Tuesday, December 21, 2004

The porn shoot

You would not believe the amount of gear needed to shoot porn. In the old days, when it was still shot on celluloid, porn sets resembled your small budget film sets. With the advent of the VCR and the eventual digital media revolution the amount of gear needed to make a decent fuck flick has gone down, but there is still plenty of it…especially when it is your job to carry it from the grip truck to the set.

That was my first paying film job, lighting and camera tech for an amateur porno.

I really was not sure what to think when I took the job. All I knew was that they liked the fact that I already had studio lighting expertise and worked with nudes before. An added bonus was my interest in eventually producing my own independent film. You see, most non studio pornographers are all just really frustrated film school graduates who thought they would “get into porn and make a quick buck so they can fund what they really want to make”. Me? I was here for the paycheck and boobies. Yeah I planned on learning all I could, but let’s face it the boobies were a nice incentive.

Van now loaded down with gear, we await our intrepid director. He’s late… again. Seems the talent, that’s what you call them, Never “people we are about to watch fuck” but “talent” were having a bit of a crisis that morning finding a sitter. Perhaps I should back up a bit, our film company specialized in what they liked to call “Real Couples” by that they meant anyone willing to fuck on film who could bring their own partner(s) and provide a location. It was a good angle, in a market flooded with pretty girls willing to open their legs for the camera; porn needs a shtick in order to sell. Theirs was the “honesty” of the sex.

The “talent” lived about an hour and a half outside of the city, so we all piled into cars and set out for our destination. A rural community once fueled by timber jobs, now a strange mix of huge housing developments built for folks who don’t care about the commute and trailer parks. As luck would have it, our destination was the latter. An old single wide, the kind where they did not even bother to make it look like a house, rather there it sat an oblong silver whale along the side of the road.

Always the professionals, we set about unloading the gear in the tiny living room as the director spoke with the talent. She was pretty, in that sort of well worn pretty that you see at the end of the bar after a long night of drinking. Her bleach blonde hair revealed dark black roots. “Well at least she has a decent body,” quipped my co-worker, “you should have been here for the last shoot we did. I’d never seen a chick with back hair before”

Thank heaven for small favors I guess.

While we waited for the woman’s partner to return we got to work lighting the bedroom. The room was a thing of wonder, taking up over half the tiny dwelling it was complete with a giant wood framed waterbed. The kind your uncle had, you know that uncle who always wore the one piece leisure suits and that gold chain with the funky little horn pendant? A California, we could have a god dammed orgy on it complete with midgets, King Size Waterbed. Complete with etched glass mirrors in the headboard.
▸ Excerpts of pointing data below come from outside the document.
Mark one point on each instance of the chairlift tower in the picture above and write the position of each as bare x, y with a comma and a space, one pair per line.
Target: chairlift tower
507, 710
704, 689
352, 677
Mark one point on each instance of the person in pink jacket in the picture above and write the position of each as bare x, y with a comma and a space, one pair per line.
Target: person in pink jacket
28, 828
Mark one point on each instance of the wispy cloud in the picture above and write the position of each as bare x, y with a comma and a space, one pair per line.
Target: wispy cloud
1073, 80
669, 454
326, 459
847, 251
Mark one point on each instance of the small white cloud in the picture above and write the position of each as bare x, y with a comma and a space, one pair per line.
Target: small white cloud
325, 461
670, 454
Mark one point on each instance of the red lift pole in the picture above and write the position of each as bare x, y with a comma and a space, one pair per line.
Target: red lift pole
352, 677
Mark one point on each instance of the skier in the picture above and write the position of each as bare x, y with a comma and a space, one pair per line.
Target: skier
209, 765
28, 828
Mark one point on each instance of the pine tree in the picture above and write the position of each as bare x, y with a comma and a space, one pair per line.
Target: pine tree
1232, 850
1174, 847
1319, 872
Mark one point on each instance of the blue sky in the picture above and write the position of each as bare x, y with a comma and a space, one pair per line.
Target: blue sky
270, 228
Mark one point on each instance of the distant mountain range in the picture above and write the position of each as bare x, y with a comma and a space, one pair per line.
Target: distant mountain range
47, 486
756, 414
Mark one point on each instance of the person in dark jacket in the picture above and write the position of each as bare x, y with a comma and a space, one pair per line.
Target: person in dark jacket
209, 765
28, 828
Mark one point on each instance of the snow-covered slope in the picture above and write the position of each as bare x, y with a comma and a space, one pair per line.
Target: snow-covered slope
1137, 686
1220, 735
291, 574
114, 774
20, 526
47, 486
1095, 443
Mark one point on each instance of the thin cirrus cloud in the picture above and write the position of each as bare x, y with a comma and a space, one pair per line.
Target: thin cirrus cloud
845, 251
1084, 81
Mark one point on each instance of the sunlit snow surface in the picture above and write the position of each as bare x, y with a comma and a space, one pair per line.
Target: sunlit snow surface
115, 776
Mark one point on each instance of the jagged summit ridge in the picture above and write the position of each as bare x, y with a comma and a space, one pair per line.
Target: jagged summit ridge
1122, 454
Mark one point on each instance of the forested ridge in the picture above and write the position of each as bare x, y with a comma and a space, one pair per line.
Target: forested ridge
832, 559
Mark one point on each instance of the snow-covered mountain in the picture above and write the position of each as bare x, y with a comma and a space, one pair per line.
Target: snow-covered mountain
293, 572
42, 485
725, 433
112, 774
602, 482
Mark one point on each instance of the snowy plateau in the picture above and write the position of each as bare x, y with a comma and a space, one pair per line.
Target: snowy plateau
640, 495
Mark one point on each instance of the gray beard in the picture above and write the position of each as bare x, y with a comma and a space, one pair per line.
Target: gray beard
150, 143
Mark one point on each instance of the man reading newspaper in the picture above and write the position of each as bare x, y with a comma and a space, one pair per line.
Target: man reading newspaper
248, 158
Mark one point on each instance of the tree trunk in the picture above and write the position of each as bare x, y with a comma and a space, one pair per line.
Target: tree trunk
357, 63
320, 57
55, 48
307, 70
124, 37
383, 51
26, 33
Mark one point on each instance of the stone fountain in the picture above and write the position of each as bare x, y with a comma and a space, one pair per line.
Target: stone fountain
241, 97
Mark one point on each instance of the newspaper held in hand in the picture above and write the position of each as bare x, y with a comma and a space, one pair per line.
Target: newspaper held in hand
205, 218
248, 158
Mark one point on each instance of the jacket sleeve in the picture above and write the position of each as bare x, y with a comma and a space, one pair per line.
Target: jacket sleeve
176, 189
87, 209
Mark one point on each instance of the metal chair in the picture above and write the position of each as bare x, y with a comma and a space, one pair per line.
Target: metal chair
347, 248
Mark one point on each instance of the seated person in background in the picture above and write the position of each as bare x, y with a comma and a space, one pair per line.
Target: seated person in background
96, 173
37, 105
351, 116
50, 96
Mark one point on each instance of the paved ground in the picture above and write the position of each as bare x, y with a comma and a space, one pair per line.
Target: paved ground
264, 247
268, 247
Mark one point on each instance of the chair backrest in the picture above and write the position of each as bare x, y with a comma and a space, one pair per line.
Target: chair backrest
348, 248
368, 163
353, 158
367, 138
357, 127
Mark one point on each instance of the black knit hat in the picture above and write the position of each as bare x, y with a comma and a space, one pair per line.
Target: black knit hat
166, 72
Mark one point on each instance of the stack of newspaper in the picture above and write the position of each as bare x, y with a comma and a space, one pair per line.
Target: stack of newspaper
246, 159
Now I will admit that I always enjoyed this part of the job. Lighting a scene for porn is a tricky task. You want to have as many angles to shoot from as possible while not having any lighting gear in the shot. Also, most humans really don’t look all that good under 1K hot lights, doubly so for folks from the damp pacific northwest. Using a portable lighting rig and some creativity, we mange to hide enough lights in the ceiling to allow us almost 360 degree view of the action. Granted to actually shot some of those angles I’ll probably need to place a knee in the middle of the talent’s ass, but we could hit it if we needed.
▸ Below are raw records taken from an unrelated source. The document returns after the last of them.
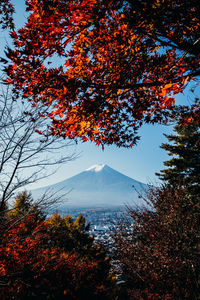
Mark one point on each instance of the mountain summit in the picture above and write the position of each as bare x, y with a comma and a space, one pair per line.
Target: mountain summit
98, 186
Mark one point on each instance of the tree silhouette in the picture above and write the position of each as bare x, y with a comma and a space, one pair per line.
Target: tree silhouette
122, 64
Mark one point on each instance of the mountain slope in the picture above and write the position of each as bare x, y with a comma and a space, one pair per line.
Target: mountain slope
98, 186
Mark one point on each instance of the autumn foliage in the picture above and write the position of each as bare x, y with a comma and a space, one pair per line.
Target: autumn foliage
38, 260
119, 64
160, 256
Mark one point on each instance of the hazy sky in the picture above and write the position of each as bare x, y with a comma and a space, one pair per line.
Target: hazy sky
141, 162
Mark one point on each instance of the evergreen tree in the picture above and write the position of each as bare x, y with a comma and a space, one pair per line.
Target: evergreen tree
183, 168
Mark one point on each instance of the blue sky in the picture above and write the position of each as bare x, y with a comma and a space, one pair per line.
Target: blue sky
141, 162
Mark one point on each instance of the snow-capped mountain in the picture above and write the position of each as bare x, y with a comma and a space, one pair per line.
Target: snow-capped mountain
97, 186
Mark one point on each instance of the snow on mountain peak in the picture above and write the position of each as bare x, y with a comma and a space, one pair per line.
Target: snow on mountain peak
96, 168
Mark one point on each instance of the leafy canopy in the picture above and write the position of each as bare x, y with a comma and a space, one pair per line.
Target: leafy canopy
121, 64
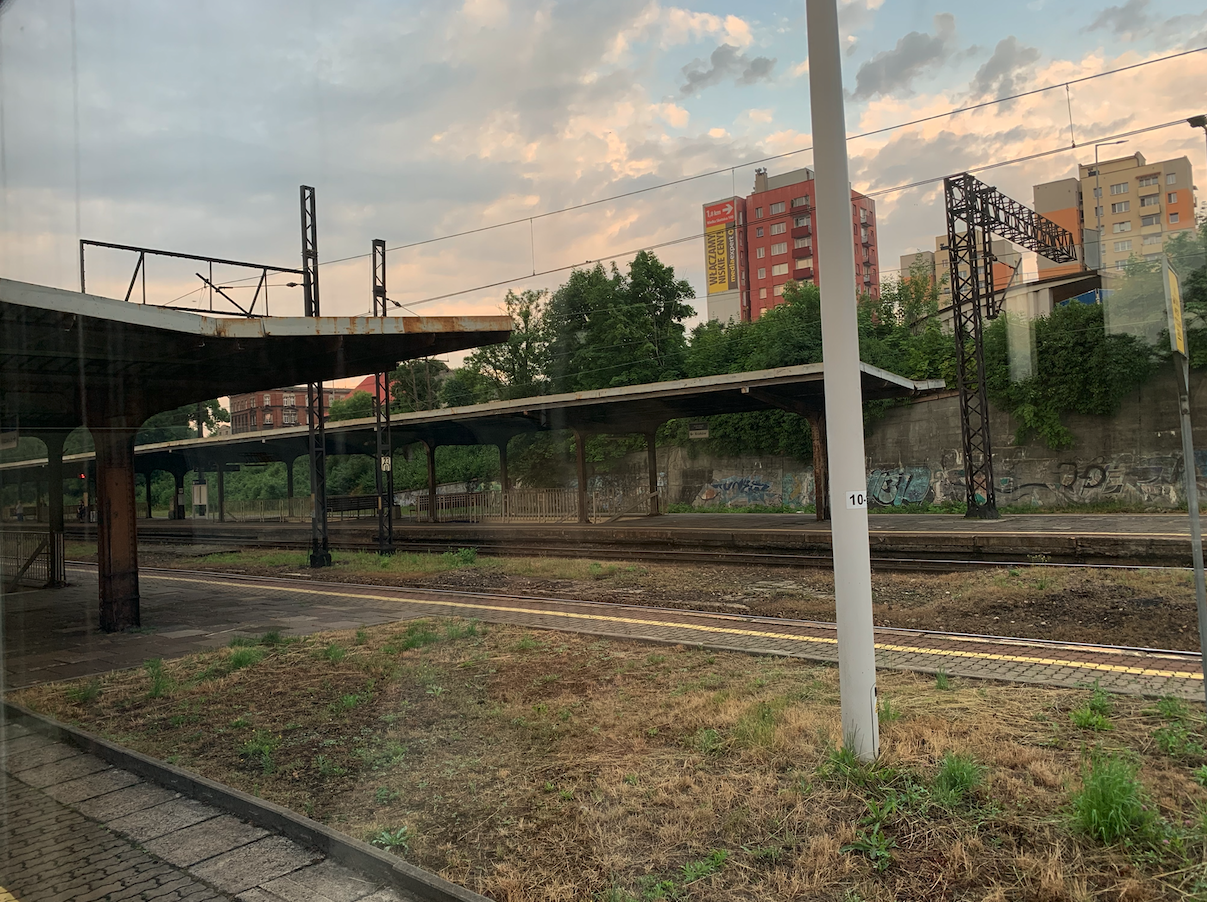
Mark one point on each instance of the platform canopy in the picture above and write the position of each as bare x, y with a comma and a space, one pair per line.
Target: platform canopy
69, 359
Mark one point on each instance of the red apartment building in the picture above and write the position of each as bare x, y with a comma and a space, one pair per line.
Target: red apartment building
275, 408
754, 245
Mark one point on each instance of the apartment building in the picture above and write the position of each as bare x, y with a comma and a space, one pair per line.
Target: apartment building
1137, 204
756, 244
275, 408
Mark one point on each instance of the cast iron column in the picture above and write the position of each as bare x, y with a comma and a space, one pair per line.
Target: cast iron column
117, 546
652, 467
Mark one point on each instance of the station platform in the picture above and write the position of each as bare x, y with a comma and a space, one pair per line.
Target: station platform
52, 635
1125, 540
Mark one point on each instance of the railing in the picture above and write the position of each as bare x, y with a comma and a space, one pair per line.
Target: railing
25, 559
531, 506
264, 510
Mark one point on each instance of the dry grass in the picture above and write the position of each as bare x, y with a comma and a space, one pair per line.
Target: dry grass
542, 766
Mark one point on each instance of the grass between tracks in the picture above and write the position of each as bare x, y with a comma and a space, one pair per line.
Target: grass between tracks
543, 766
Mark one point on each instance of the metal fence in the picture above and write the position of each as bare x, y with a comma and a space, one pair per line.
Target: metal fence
530, 506
25, 559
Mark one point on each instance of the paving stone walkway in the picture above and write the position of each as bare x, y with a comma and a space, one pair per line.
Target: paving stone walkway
74, 828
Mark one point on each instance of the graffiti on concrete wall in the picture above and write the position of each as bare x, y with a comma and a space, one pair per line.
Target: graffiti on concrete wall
899, 486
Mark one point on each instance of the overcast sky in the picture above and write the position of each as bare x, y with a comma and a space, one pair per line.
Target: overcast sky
191, 126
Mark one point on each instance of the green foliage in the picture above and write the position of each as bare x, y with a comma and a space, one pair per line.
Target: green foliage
520, 366
260, 749
957, 777
415, 384
356, 406
1111, 804
394, 839
1079, 368
161, 684
608, 329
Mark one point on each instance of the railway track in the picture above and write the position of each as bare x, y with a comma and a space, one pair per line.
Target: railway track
355, 540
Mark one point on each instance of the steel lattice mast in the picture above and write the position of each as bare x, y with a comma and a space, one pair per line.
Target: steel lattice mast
975, 213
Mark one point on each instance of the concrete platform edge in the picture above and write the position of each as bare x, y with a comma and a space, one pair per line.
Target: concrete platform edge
340, 848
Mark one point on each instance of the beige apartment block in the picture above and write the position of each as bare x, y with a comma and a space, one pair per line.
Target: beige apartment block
1141, 205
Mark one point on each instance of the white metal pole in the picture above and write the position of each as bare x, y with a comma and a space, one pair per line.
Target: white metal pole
844, 397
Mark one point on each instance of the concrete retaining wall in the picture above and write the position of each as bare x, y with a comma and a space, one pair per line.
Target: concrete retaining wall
914, 457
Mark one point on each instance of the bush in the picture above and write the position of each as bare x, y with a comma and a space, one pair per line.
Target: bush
1111, 803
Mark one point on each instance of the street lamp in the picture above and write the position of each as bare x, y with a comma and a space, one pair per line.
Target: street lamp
1097, 197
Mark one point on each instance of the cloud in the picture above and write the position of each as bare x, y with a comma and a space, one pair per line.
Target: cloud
891, 71
1127, 21
1003, 73
727, 62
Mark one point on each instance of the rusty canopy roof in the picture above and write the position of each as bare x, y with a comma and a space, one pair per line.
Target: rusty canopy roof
630, 408
68, 358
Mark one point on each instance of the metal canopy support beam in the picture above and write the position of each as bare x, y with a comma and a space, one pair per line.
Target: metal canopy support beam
58, 574
320, 548
382, 414
117, 547
652, 470
581, 470
431, 481
975, 213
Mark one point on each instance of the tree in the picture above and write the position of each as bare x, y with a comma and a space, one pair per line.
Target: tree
608, 330
181, 423
415, 384
356, 406
517, 367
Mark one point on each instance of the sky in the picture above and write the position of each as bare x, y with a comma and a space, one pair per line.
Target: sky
191, 127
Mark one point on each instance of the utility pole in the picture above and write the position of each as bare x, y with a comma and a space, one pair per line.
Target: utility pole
844, 396
320, 551
382, 413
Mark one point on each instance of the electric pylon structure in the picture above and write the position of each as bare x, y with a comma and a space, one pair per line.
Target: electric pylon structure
975, 213
320, 550
382, 414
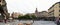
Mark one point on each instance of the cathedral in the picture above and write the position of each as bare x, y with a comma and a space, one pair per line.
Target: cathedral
3, 10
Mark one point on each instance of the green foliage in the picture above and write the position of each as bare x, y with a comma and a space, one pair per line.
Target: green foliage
27, 16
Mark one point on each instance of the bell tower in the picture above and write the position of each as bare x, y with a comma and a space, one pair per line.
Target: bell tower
3, 9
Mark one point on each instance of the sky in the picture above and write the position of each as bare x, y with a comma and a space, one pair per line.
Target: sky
29, 6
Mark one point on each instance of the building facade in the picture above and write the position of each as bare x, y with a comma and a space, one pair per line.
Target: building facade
3, 10
41, 14
16, 14
54, 10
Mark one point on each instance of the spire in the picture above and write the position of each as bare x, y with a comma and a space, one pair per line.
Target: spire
36, 10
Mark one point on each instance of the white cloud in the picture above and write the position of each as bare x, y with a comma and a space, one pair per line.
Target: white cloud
29, 6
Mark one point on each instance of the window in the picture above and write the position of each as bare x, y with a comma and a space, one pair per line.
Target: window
59, 10
59, 6
0, 0
59, 14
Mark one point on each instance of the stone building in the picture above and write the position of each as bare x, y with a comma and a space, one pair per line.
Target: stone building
41, 14
16, 14
3, 10
54, 10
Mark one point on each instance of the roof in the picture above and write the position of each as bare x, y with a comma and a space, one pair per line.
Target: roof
54, 5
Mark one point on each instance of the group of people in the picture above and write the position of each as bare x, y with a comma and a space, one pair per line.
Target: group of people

We filtered the lights with soft amber gels so that their pale skin would seem a bit warmer. While we did our final camera tests, the rest of the talent showed up. Or shall I say we hear the roar of what could only be… quick peak out the window to make sure… yes, yes it is. A mid seventies Pontiac Firebird, complete with rust spotted bird decal on the hood. Who should step out, but a tall, no make that scrawny man with yes a mullet. Oh my god, he is even wearing a Pabst Beer hat.
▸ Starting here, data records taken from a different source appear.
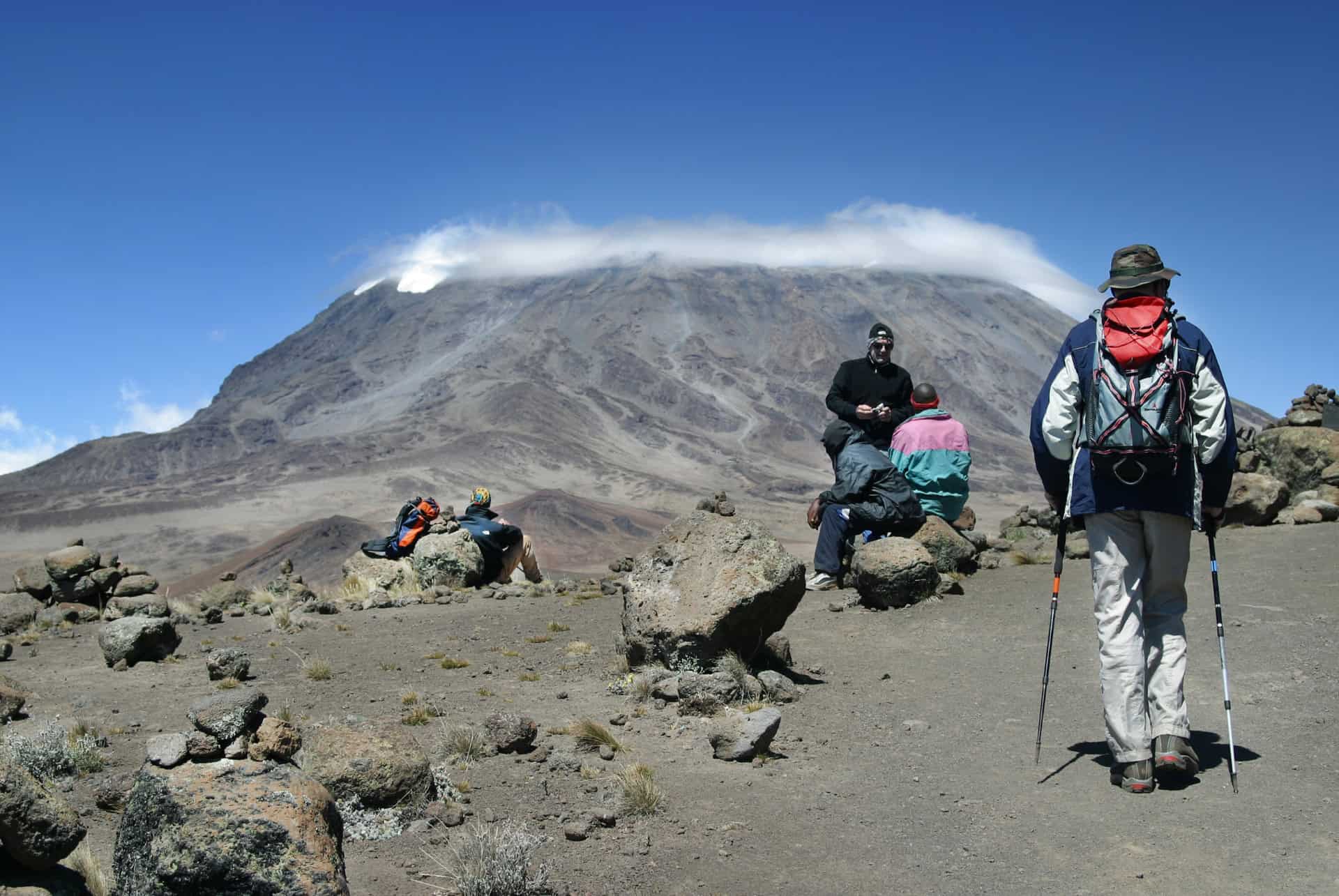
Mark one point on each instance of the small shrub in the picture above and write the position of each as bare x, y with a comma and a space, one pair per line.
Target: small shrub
592, 736
461, 743
493, 860
89, 867
640, 794
318, 670
418, 715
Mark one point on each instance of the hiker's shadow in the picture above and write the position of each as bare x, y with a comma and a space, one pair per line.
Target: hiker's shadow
1206, 745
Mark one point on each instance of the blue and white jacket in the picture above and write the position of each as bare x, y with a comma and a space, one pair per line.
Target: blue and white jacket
1204, 473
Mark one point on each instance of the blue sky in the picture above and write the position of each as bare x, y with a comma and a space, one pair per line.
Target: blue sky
181, 189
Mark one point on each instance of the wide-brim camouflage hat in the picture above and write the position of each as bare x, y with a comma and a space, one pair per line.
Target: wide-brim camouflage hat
1135, 267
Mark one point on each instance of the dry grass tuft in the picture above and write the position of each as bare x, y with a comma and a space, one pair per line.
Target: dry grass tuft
640, 794
592, 736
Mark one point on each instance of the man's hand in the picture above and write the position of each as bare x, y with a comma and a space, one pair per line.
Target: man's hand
1211, 519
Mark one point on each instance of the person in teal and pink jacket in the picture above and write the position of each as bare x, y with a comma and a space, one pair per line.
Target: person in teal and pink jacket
931, 450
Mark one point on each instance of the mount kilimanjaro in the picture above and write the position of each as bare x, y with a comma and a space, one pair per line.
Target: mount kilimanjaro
611, 398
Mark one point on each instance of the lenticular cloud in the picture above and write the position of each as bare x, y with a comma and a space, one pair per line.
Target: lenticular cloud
867, 235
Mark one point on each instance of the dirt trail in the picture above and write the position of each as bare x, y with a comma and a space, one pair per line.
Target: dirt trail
857, 803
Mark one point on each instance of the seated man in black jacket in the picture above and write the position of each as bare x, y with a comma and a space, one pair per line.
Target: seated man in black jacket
870, 493
872, 393
504, 547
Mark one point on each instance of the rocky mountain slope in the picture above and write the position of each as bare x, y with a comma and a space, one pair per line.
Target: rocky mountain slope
634, 386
Then it finally hit me. I’m standing in a single wide trailer house in the middle of nowhere about to shove a DV camera between the sweating legs of a couple of strangers. Strangers that, quite frankly I don’t think I would want to know in real life, let alone meet them AFTER watching them exchange body fluids.

Where are the earnest, yet hot lesbians and the dominatrix?

“Ok, let’s heat those lights up and get the talent on the set! Monk I want you on the close-up cam. Get in there really tight and get me some hot shots. Here use this flashlight if you need to get more light down there.”

And so the moral of this story?

Porn is a lot like sausage. If you like to consume it, you really should never see how it is actually made.